Боженька, сконфузившись, и оглядевшись вокруг — не заметил ли кто этой перепалки? — воспарил ввысь и исчез на небеси.

5

Непостижим уход человека из жизни.

Рассудок, как и полагается ему, рассуждает: был у Даши брат, его взяли в армию, так как каждый гражданин несет почетную обязанность защиты социалистического отечества, началась война, и он — на деле выполняя веления Конституции! — стал воевать, как и миллионы уже находившихся на военной службе и призванных в первые же дни войны, он выполнял поручения — не поручения, а приказы! — своих начальников, ушел в разведку… и не вернулся, будучи ранен. Гитлеровцы могли взять его в плен. Гитлеровцы могли его убить на месте. Но им нужны были «языки», а поэтому — не из человеколюбия! — они его не убили. Когда исчезла в нем необходимость, его отправили в лагерь. Но он мог в лагере принять участие в тайной и жестокой борьбе против гитлеровцев, и Даша была в этом уверена, как и в том, что у нее был брат. И здесь могло быть два исхода — его убили в лагере или отправили в лагерь уничтожения. Если его не убили, он мог бежать. Если его не поймали, он мог скрываться у тех, кто ненавидел фашизм так, как ненавидел его брат, или воевать против фашистов, в любой из стран, куда ступила их тяжелая стопа. И опять сначала — он мог остаться в живых в самых тяжких обстоятельствах, но мог быть и убит там, где никто не знал его имени, где, может быть, его могли называть просто брат, или другарь, или амиго, или ро́ссо…

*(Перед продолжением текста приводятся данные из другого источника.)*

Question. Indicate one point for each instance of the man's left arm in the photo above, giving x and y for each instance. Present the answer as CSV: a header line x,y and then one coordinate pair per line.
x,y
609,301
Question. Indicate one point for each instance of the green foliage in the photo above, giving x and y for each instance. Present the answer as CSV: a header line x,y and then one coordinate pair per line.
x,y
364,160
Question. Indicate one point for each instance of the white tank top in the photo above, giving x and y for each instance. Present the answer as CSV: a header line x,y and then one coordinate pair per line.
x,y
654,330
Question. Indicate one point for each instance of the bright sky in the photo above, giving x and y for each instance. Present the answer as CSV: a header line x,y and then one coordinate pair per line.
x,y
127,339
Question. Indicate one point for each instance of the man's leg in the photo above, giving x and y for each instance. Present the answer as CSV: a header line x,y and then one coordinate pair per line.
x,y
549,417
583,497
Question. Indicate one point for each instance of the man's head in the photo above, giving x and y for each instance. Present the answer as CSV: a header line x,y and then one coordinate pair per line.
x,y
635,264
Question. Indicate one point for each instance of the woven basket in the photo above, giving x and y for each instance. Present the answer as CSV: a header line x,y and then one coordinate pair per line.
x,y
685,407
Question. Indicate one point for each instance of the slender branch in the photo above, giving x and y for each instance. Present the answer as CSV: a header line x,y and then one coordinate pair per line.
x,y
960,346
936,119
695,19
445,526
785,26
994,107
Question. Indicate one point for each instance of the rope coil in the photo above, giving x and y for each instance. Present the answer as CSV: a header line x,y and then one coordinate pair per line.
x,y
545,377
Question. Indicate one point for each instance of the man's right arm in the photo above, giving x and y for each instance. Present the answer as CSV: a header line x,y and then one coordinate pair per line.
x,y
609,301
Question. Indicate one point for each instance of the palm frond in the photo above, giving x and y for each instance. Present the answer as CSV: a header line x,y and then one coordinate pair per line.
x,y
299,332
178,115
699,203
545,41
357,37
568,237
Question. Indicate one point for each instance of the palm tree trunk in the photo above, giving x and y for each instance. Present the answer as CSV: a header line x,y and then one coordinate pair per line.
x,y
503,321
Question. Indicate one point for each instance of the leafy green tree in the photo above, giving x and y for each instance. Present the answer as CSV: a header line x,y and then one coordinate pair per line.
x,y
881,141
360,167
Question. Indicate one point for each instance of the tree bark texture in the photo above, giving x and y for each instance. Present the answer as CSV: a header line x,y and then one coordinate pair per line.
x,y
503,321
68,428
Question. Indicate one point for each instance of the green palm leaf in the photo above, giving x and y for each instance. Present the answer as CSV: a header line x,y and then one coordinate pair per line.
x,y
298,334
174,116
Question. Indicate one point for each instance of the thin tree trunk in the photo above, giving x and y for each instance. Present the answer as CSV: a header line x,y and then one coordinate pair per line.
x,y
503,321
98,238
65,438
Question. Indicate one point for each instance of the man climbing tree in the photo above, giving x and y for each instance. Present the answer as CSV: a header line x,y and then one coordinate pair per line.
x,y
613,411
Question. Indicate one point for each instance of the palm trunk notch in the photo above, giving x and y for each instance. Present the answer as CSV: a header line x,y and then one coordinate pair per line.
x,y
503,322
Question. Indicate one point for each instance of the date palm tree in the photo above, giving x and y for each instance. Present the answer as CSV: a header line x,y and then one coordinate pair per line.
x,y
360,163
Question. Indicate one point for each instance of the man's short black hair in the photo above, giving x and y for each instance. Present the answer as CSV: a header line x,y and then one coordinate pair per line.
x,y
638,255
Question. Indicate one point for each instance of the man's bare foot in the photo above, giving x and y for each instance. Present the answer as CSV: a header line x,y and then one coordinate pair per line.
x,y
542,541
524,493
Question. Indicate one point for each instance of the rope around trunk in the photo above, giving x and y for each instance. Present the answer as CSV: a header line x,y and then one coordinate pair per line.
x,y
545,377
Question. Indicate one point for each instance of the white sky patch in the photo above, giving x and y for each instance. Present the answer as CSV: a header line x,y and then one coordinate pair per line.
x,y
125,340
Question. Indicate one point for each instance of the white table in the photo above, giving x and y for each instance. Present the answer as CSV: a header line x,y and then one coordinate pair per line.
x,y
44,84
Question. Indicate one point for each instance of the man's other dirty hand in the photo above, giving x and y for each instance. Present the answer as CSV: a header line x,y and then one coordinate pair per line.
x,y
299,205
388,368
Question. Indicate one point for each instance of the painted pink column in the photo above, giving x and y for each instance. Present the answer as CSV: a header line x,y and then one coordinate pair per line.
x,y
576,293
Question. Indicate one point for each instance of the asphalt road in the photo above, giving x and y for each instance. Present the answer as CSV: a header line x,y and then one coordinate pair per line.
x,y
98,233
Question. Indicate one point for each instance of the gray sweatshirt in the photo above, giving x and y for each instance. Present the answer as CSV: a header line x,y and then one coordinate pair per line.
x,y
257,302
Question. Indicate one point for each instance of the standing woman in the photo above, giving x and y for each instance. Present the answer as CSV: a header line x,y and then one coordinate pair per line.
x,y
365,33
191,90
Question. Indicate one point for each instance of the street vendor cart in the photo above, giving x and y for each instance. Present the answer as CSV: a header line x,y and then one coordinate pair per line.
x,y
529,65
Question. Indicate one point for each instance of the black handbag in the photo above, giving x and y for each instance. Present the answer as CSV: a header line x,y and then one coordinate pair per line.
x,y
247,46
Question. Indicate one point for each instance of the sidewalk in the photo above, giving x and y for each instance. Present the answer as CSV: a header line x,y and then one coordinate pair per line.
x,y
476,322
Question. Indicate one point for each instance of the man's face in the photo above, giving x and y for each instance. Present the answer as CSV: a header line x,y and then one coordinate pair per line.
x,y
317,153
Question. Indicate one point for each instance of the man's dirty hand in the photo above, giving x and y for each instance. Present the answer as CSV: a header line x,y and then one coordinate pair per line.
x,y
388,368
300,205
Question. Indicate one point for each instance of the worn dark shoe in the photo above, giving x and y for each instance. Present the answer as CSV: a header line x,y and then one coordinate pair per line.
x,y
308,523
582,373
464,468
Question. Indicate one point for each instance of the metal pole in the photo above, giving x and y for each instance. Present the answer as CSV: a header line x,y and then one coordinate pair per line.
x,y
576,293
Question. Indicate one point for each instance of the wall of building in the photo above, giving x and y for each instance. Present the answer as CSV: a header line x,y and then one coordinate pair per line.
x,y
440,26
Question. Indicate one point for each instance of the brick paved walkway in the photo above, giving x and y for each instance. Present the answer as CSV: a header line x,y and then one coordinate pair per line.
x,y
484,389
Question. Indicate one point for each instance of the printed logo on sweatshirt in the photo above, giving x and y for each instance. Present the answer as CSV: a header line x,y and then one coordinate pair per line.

И когда Даша в своих рассуждениях доходила до этого места, слезы лились у нее из глаз, она переставала что-либо соображать, и она отказывалась верить своим собственным рассуждениям, таким логическим. Можно знать — ранен. Можно знать — убит. Можно знать — расстрелян. Можно знать — сожжен, распят, удушен, разорван на клочья. Но знание это ничего не прибавляет к постижению этого: он был, но его уже нет! Как нет! Почему? Ведь мы же есть! Позже человек привыкнет, просто привыкнет, что брата нет, но не смирится с этим и все-таки не поймет, что это значит: нет! А где же он? Ведь тот клочок земли, где зарыт мертвый человек, вовсе не содержит в себе брата, он содержит в себе только его труп! Ужасное слово!

Даша хотела верить Ивану Николаевичу и собиралась ждать брата, как хотел его ждать Дементьев. Но документы брата, находившиеся у Даши, были слишком красноречивы. Надо было привыкать к мысли, что у Даши во всем мире не оставалось ни одного близкого человека. Правда, лейтенант Федя хотел стать для Даши близким. Он в ней души не чаял и тоже, как Иван Николаевич, говорил, что надо ждать. Однако в его голосе слышалась не вера и не упрямство, а только желание утешить, смягчить боль, отвлечь от горестных мыслей.